Unit discrimination.
Activity of multiple single cells (units) were recorded from tetrodes that provide more accurate discrimination of individual cells than single-electrode recordings (Harris et al., 2000). To assign waveforms to single units, custom computer programs calculated parameters from digitized waveforms and displayed these parameter values as points in a multidimensional space, with each dimension defined by one parameter (e.g., peak or valley time and amplitude, peak-to-valley distance, valley-to-valley distance, etc). Points were assigned to clusters offline with semi-automated, nonlinear elliptical cluster cutting software. The software allows manual adjustment, which dramatically increases accuracy of unit discrimination (Harris et al., 2000). All clearly separated clusters were included for subsequent analysis. The same computer program assessed potential drift by displaying sequential spike waveforms in bins of spikes sampled throughout the trial and by calculating average waveforms for selected trial subsets (supplemental Section 1, supplemental Fig. 1, available at www.jneurosci.org as supplemental material).
Behavior analysis.
Learning curves were generated for each switch session using an algorithm developed by Smith et al. (2004) that calculates the probability of the rat making a correct choice as a function of trial number.

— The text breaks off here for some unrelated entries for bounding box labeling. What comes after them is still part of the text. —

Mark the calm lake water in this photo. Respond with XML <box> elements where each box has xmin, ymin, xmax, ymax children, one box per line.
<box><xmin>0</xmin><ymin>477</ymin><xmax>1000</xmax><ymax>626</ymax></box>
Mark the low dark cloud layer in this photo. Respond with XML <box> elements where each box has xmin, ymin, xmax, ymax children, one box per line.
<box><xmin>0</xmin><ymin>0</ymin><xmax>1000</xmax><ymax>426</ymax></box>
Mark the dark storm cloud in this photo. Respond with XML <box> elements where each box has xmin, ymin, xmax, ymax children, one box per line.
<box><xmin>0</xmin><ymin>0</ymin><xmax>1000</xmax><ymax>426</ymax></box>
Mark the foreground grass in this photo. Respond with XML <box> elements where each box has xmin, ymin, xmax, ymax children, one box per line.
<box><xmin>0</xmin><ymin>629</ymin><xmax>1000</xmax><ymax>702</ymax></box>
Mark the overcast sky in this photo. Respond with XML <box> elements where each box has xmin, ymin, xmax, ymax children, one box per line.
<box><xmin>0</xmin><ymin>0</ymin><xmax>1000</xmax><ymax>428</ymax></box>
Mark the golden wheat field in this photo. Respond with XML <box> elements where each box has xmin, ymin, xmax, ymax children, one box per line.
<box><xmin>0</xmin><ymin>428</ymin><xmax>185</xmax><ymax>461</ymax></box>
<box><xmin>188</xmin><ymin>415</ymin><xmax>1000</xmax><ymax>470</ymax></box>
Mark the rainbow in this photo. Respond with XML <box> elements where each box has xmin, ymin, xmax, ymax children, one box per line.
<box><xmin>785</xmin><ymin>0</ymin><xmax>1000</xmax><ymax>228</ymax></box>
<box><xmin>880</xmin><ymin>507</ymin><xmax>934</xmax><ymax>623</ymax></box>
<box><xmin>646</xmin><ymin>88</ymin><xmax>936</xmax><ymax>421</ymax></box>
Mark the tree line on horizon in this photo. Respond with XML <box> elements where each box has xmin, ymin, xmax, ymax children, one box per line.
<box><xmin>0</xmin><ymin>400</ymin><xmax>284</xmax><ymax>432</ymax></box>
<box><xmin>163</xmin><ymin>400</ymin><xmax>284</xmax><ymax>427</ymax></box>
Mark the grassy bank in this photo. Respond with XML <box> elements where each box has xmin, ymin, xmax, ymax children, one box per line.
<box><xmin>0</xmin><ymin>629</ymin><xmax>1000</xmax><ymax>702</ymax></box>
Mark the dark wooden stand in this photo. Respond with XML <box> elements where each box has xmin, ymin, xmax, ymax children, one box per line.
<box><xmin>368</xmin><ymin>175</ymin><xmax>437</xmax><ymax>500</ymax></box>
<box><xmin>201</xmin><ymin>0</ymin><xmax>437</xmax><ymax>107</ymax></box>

This approach takes the viewpoint of an ideal observer, such that performance in the entire session is considered to calculate the probability of a correct trial at each point. The algorithm has been compared with other methods (e.g., moving averages) and has been shown to be more accurate for estimating learning (Smith et al., 2004). The algorithm requires two constants to be specified. The initial probability (before learning) of correct outcome (p0) was set to 0.5 for switches and 0.0 for reversal. This value was chosen because the rats initially followed a previously used task, which would result in 50% correct trials in the new strategy during switches or 0% correct during reversals. The maximum value for the data was specified as 1, because trial outcomes were coded as follows: 0, incorrect; 1, correct. A conditional start flag estimated the amount of bias in the initial conditions. Because rats had been trained previously on a strategy, the value specifying the most bias (start flag, 2) was used.
Blocks of trials were defined by the lower 95% confidence interval (CI) for the probability of correct outcome as follows. For initial analysis, each curve was divided into four blocks: before, early, late, and after. The before phase included all trials before task contingencies changed. The early phase included trials from the time the contingencies changed until the learning curve showed improving performance (the lower CI surpassed 0.30 during switches and 0.10 during reversals). The late phase included the remaining trials before performance reached criterion (lower CI above 0.30 and below 0.60 for both switches and reversals). The after phase included all trials after high performance was achieved in the new task (lower CI >60%). Additional analysis of switches divided each curve into 11 trial blocks. Before and after phases were each divided into three blocks of trials, so that blocks 1–3 consisted of trials before the switch and blocks 9–11 consisted of trials after criterion performance was reached. Blocks 4 (lower CI of 0.4–0.3) and 5 (lower CI <0.29) quantified performance after contingencies changed and before the learning curve began to increase; blocks 6–8 assessed improving performance (block 6, lower CI of 0.3–0.39; block 7, lower CI of 0.4–0.49; block 8, lower CI of 0.5–0.59). Average performance per block was calculated as the proportion of correct trials within a defined block. All post hoc comparisons with repeated-measures ANOVA assessed changes in average performance across blocks. All post hoc comparisons used the Bonferroni's method, so that the corrected α = 0.05.
Spatial behavior analyses
Because the maze arms were narrow (6.25 cm wide), the rats' movements were primarily restricted to specific trajectories. In rare instances, a rat failed to make a smooth trajectory through the maze during an individual trial (e.g., pausing in the middle of a trial, leaning over the edge of the maze, etc.). To exclude these aberrant behaviors and their potential influence on single-unit activity, each trial was replayed and observed on the computer monitor. Any trial with aberrant behavior was excluded from analysis.
To further ensure that overt behavior did not change during consistent paths in two strategies, consistent path trials occurring before and after a switch were parsed from the recording session and saved in separate computer files. Custom software extracted and analyzed the rat's position data using location arrays. Because higher grid resolutions can reveal smaller statistical differences than low resolution grids (larger n), we used a relatively high-resolution, 50 × 50 grid (∼5 cm2/grid unit) to assess behavior. To quantify behavior during these consistent path trials before and after switches, the rat's position, running speed, and direction of movement were analyzed statistically. Position was quantified by the number of visits to each ∼5 cm grid unit per trial, and correlation of these values before and after switching assessed the spatial variability of the rat's movement across trial blocks. Similarly, the rat's heading direction and running speed in each visited grid unit was correlated across trial blocks. Average running speed was also compared across trial blocks using t tests. t tests assessed differences in the overall magnitude of speed, whereas the correlations assessed the spatial distribution of those speeds. The statistical analyses examined behavior on the whole maze and then separately examined the three critical subregions of the maze: the start arm, choice point, and goal arm, defined by the grid units in these regions. Separate t tests and correlations were performed for each subregion as described above to ensure that unit activity was only assessed during homogenous behavior.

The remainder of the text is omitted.